They stayed around the fire until it had died down to glowing embers.
They’d scorched the earth but the grass would return.
Aleksey had a feeling that Light Island always had a way of preserving its secrets.
It was a bad time to glance up at the glass dome nearly ninety feet above them. For a dying bonfire, it was reflecting surprisingly brightly in the diamond-patterned glass.
* * *
Although they had a few hours on the motor launch the next day and a drive to Dartmoor to acclimatise, Aleksey felt a sense of total dislocation from his ordinary life as he arrived back at the glass house in Devon. Their savage Eden had changed more than just his outward appearance.
He had forgotten just how beautiful the valley was. It was the second week in June and every single flower and shrub was at its best, spring’s lush rains enhancing the rich peat in which they grew. The stream was swollen and had filled Lake Aleksey so that Benjamin Falls spilled in a torrent over the clapper bridge. Horse Tor was covered in emerald bracken, its evocative scent intoxicatingly sweet.
The house was flooded with light from early dawn through to late evening. They woke to sunrise on the tor and fell asleep to a river of stars above their heads.
Aleksey opened his eyes one morning after they’d been back a week to find the other side of the bed empty. He glanced at the clock. It was just gone ten. Ben appeared from across the swim lane walkway, sweating heavily and stripping out of a running top and shorts. He chucked both at him and continued naked into the shower.
Life had, it seemed, returned to normal.
When he got out to the kitchen, thinking pleasantly about marmalade, he discovered Molly coming in, Sarah inevitably trailing in her wake. Molly was pulling a tiny wheeled suitcase in the shape of a unicorn. She was wearing pyjamas and a dressing gown and little slippers which resembled the fur loincloths he and Ben had fashioned—before their makeovers.
‘What are you doing?’
‘I’m coming for my sleepover. Daddy promised I could have my first one tonight.’

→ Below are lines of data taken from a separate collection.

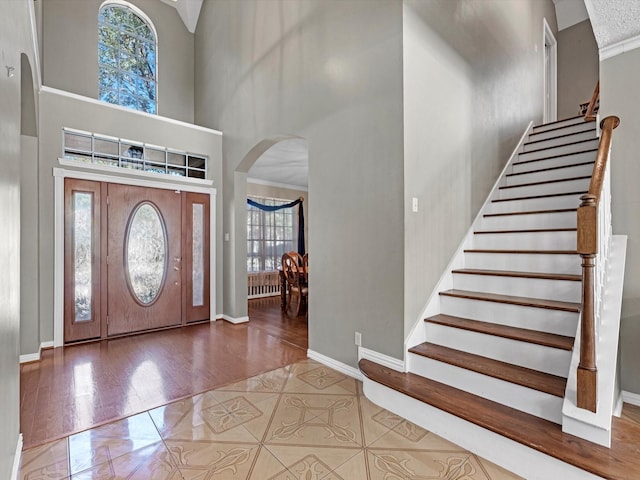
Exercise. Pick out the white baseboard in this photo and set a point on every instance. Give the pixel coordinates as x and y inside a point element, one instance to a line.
<point>381,359</point>
<point>16,460</point>
<point>234,320</point>
<point>34,357</point>
<point>331,363</point>
<point>631,398</point>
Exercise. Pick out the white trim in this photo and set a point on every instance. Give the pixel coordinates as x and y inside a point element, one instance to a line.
<point>258,181</point>
<point>16,459</point>
<point>631,398</point>
<point>107,169</point>
<point>234,320</point>
<point>381,359</point>
<point>336,365</point>
<point>160,118</point>
<point>549,114</point>
<point>619,48</point>
<point>59,175</point>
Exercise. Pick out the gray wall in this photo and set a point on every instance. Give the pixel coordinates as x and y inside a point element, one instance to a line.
<point>58,111</point>
<point>620,80</point>
<point>70,51</point>
<point>578,67</point>
<point>15,38</point>
<point>472,82</point>
<point>329,71</point>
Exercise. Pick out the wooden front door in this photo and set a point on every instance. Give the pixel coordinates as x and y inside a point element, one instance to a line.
<point>144,259</point>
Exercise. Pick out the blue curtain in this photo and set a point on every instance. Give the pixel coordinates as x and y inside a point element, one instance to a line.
<point>273,208</point>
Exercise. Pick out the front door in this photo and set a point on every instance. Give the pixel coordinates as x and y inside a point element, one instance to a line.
<point>144,259</point>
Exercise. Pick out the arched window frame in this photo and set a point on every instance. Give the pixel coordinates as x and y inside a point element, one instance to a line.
<point>139,13</point>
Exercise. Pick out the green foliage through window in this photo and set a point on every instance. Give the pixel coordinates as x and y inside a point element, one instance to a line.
<point>126,59</point>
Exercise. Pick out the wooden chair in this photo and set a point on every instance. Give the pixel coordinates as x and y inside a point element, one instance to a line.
<point>294,275</point>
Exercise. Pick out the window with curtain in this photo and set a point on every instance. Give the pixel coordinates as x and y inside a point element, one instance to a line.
<point>127,62</point>
<point>269,235</point>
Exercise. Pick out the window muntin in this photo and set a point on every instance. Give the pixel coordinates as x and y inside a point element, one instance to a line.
<point>116,152</point>
<point>127,61</point>
<point>269,235</point>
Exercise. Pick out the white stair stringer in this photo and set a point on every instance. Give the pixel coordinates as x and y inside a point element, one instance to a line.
<point>525,399</point>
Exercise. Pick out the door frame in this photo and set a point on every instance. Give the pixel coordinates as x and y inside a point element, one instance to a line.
<point>550,107</point>
<point>104,174</point>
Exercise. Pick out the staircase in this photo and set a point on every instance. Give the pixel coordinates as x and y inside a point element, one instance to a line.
<point>501,343</point>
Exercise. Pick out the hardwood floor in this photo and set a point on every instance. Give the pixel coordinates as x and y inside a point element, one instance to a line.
<point>78,387</point>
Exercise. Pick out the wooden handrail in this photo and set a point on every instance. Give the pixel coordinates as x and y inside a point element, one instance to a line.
<point>590,115</point>
<point>588,248</point>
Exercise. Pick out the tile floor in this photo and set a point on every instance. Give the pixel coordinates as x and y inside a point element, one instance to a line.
<point>300,422</point>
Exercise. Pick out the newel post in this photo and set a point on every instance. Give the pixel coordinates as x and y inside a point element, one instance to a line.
<point>587,247</point>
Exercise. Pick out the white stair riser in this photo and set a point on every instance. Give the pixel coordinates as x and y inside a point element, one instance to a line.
<point>546,175</point>
<point>524,262</point>
<point>537,144</point>
<point>534,204</point>
<point>529,355</point>
<point>526,241</point>
<point>532,318</point>
<point>560,290</point>
<point>515,396</point>
<point>561,150</point>
<point>562,124</point>
<point>537,220</point>
<point>546,188</point>
<point>527,166</point>
<point>579,127</point>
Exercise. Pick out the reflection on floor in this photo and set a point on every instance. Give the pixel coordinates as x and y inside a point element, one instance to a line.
<point>299,422</point>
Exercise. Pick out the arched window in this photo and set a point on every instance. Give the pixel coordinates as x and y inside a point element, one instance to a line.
<point>127,58</point>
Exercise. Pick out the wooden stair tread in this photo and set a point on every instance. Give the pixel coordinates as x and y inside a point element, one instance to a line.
<point>522,162</point>
<point>517,274</point>
<point>550,169</point>
<point>532,142</point>
<point>526,230</point>
<point>546,339</point>
<point>533,197</point>
<point>615,463</point>
<point>525,252</point>
<point>525,377</point>
<point>545,182</point>
<point>531,212</point>
<point>514,300</point>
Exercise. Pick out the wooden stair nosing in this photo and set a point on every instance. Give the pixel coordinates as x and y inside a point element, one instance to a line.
<point>552,340</point>
<point>613,463</point>
<point>545,182</point>
<point>530,212</point>
<point>517,274</point>
<point>514,300</point>
<point>522,252</point>
<point>592,129</point>
<point>526,230</point>
<point>533,197</point>
<point>522,162</point>
<point>558,146</point>
<point>550,169</point>
<point>525,377</point>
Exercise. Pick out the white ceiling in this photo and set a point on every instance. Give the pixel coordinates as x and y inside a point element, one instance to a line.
<point>285,164</point>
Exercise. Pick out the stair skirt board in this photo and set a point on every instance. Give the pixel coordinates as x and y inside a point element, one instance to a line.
<point>525,399</point>
<point>552,321</point>
<point>515,457</point>
<point>528,355</point>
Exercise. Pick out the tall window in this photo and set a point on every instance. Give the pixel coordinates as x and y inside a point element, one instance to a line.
<point>269,235</point>
<point>126,58</point>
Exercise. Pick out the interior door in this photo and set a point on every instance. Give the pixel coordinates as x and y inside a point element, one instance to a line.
<point>143,259</point>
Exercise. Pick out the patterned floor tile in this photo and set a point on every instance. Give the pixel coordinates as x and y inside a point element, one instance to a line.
<point>108,442</point>
<point>49,461</point>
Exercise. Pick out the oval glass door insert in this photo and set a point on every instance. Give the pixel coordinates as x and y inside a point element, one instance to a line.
<point>146,253</point>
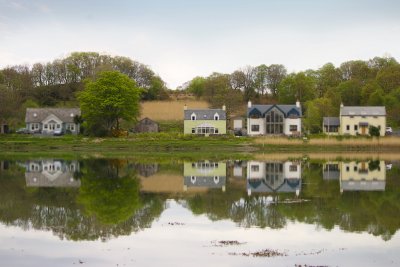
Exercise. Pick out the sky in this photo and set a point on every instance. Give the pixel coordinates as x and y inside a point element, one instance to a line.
<point>182,39</point>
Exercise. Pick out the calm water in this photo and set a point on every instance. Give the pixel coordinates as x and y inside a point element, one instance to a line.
<point>118,212</point>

‘It is…ten minutes to eleven. In the morning.’
‘I have important things to do.’
He repressed his smirk. Sarah didn’t approve of children being snarky and constantly attempted to get her small charge to be meek and mild, presumably to resemble the man she idolised. Aleksey was more than happy for Molly to resemble himself.
He invited Sarah to make them both a cup of tea and trailed after Molly into the suite Ben had given her.
She began to unpack her essential items. ‘Raddybum is going to spend the night with Babushka. He said she would miss me.’
‘Uh huh.’
‘Sarah’s going to pray.’
‘Is coming to spend the night with us that bad?’
She frowned a little, arranging all her soft toys where she wanted them on the bed, but didn’t reply.
‘What’s that?’
She turned and brought the object over and climbed into his lap.
‘Uncle Tim gave it to me for my new room.’
‘A treatise on ethical hypocrisy?’ As usual, he didn’t get a reply to this. Instead she began to carefully unwrap the small parcel, peeling the sticky tape carefully so as not to rip the lovely paper. In some ways, Aleksey realised with a smirk, she didn’t resemble him at three at all. It contained a photo in an elegant frame shaped to resemble the mainsail on a yacht flying down the wind. Engraved beneath the picture, on the polished metal it read:Star of the Sea, You Are Shaped By Where You Come From.
‘What does that mean, papa? No—I’m holding it. You’ll get sticky fingers on it.’
The irony of this was beyond his ability to comment on.
‘That is what your name means. You are Molly: Star of the Sea.’
Aleksey studied the photo. It was a picture of two men on a boat, taken slightly into the sun. One of the men he recognised, one he did not. Ben, obviously, he knew. He knew him from the inside out and in all ways one man could know another. But the other man puzzled him. He was just as tall as Ben, but he had startlingly blond hair, highlighted by the sun behind and ruffled by wind, the strength of which was evident in the sails behind him. This tall, blond man was laughing. Although his eyes were hidden behind dark sunglasses, his whole face was illuminated by the pleasure of the moment.